About 3,000 REALTORS® who responded to NAR’s February 2019 EALTORS® Confidence Index Survey had more optimistic— although modest— home price growth expectations over the next 12 months. Respondents expect home prices to typically increase by 1.9 percent nationally, up from 1.4 percent in the January survey.
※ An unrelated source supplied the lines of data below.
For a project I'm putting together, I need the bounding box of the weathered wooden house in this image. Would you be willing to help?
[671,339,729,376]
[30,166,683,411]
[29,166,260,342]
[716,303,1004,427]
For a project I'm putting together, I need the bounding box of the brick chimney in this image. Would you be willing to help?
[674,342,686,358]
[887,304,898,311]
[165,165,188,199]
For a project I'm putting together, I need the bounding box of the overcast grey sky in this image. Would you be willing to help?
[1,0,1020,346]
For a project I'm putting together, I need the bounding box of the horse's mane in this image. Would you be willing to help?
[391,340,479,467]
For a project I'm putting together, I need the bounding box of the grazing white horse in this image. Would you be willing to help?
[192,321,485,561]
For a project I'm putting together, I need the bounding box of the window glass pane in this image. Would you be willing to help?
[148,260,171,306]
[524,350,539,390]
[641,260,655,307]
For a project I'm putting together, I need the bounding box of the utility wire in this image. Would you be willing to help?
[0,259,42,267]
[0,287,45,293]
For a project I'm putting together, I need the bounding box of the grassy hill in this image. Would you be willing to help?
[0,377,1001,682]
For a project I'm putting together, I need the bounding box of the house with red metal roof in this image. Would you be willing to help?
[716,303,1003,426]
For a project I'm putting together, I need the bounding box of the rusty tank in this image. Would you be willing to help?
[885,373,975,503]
NAR forecasts a 2.7 percent appreciation in the median existing homes sales price in 2019 (as of April 2019 outlook).

Based on responses received in the December 2018 through February 2019 surveys, REALTOR® respondents from Idaho and Alabama held the most optimistic outlook, with prices expected to increase by more than three percent to five percent over the next 12 months.
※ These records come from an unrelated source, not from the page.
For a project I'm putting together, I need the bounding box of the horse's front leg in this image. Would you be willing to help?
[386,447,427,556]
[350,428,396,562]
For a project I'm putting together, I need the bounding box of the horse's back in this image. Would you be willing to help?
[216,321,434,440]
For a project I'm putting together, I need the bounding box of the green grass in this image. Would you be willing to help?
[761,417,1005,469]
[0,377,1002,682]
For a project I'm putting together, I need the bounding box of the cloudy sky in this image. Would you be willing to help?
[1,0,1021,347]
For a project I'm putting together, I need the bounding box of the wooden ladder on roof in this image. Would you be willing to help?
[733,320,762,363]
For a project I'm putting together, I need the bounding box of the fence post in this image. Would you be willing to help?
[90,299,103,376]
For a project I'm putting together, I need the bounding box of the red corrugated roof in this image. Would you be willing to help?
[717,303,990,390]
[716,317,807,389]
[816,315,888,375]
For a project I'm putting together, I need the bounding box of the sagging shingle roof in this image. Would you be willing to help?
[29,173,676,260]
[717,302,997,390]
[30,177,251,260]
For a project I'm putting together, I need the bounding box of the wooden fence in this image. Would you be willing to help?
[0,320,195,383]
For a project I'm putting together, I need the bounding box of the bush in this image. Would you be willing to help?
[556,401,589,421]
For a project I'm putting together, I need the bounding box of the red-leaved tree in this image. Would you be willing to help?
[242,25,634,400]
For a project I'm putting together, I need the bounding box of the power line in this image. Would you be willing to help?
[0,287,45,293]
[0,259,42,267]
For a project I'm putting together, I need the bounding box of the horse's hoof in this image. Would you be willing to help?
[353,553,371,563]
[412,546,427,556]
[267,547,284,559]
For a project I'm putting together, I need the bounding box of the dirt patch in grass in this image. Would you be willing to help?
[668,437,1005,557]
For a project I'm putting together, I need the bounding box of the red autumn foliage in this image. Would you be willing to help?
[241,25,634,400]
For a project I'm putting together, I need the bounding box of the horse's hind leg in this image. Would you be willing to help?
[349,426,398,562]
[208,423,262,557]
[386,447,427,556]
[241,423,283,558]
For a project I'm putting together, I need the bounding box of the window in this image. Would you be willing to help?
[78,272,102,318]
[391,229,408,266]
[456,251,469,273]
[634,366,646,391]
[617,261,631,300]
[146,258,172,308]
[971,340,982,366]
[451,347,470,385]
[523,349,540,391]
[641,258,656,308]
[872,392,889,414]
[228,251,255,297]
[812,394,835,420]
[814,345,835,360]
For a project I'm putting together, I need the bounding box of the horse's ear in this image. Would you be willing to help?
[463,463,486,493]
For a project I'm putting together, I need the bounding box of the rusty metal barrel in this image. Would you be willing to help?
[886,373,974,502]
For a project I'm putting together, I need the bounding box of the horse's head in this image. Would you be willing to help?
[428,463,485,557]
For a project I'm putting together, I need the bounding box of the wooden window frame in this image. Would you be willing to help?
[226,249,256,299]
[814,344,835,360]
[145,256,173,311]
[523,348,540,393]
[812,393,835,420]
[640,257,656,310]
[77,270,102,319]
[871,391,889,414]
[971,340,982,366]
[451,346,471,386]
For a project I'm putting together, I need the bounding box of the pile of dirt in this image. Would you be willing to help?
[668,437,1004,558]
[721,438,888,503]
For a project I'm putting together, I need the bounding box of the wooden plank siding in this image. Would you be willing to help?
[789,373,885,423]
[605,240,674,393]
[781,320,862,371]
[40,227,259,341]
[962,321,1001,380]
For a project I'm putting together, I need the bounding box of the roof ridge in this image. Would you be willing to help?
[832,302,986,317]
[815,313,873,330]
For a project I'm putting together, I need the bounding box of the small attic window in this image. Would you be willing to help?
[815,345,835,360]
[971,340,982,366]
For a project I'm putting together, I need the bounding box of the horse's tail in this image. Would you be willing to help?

Respondents from Washington, Nevada, Utah, Arizona, Wyoming, Colorado, Oklahoma, South Dakota, Minnesota, Wisconsin, Indiana, Tennessee, Pennsylvania, Virginia, North Carolina, Tennessee, and Georgia expected prices to typically increase by more than two percent to three percent.
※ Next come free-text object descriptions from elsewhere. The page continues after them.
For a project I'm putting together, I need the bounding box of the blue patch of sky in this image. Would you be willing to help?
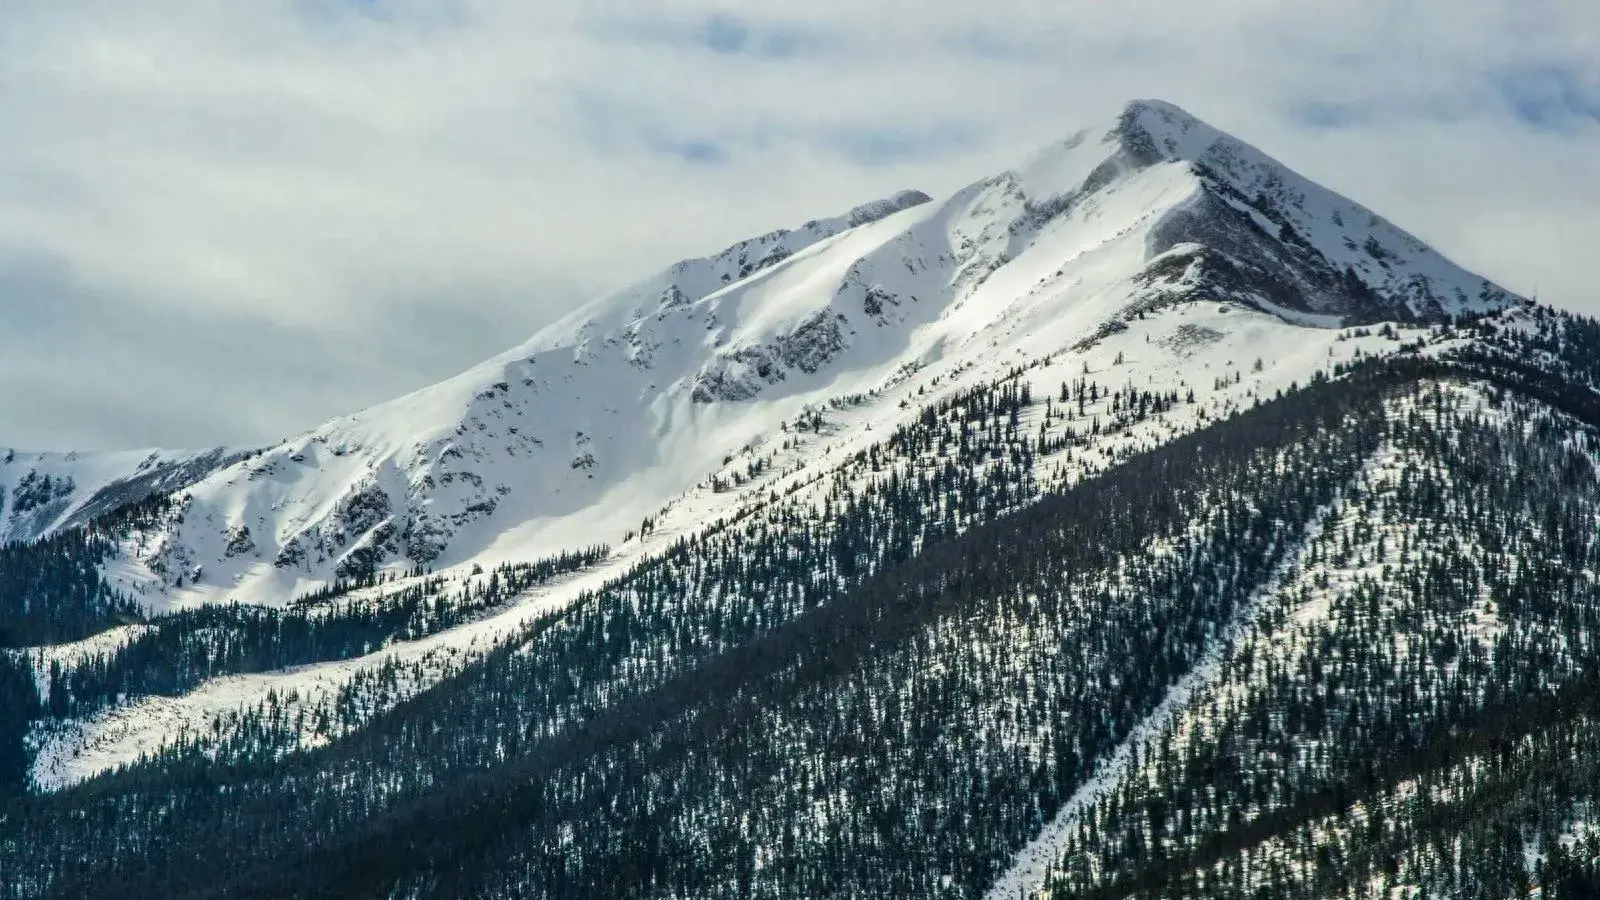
[1287,100,1367,130]
[828,122,977,166]
[292,0,471,38]
[576,95,976,168]
[591,11,833,60]
[295,0,390,25]
[565,89,732,165]
[1495,63,1600,129]
[700,13,750,54]
[943,28,1052,62]
[656,137,729,165]
[695,11,830,58]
Respondents from states such as California, Texas, Illinois, New York, and Massachusetts held the most conservative price growth outlook, with prices expected to increase by no more than two percent.

Amid the decline in mortgage rates starting in December 2018, the median price of existing homes ticked up slightly in February 2019, to $249,500, from January’s $249,300. Home prices tend to increase seasonally in February compared to January but the higher year-on-year price appreciation of 3.6 percent in February 2019 from the 3.5 percent year-on-year price appreciation in January 2019 indicates the slowdown in home price appreciation may have turned a corner. The downtrend in interest rates will support this firming up in prices.

Across metro areas, the median list price of properties listed on Realtor.com rose in February 2019 has increased in many California metro areas compared to January 2019, though prices are still lower from one year ago: San Jose-Sunnyvale-Sta. Clara (8% m/m; -10% y/y), San Francisco-Oakland-Hayward (6% m/m; -1% y/y); Napa Valley (1.4% m/m; 6% y/y), Los Angeles-Long Beach-Anaheim  (2.1% m/m; -1.3% y/y)) and San Diego-Carlsbad (1.4% m/m; -2.3% y/y).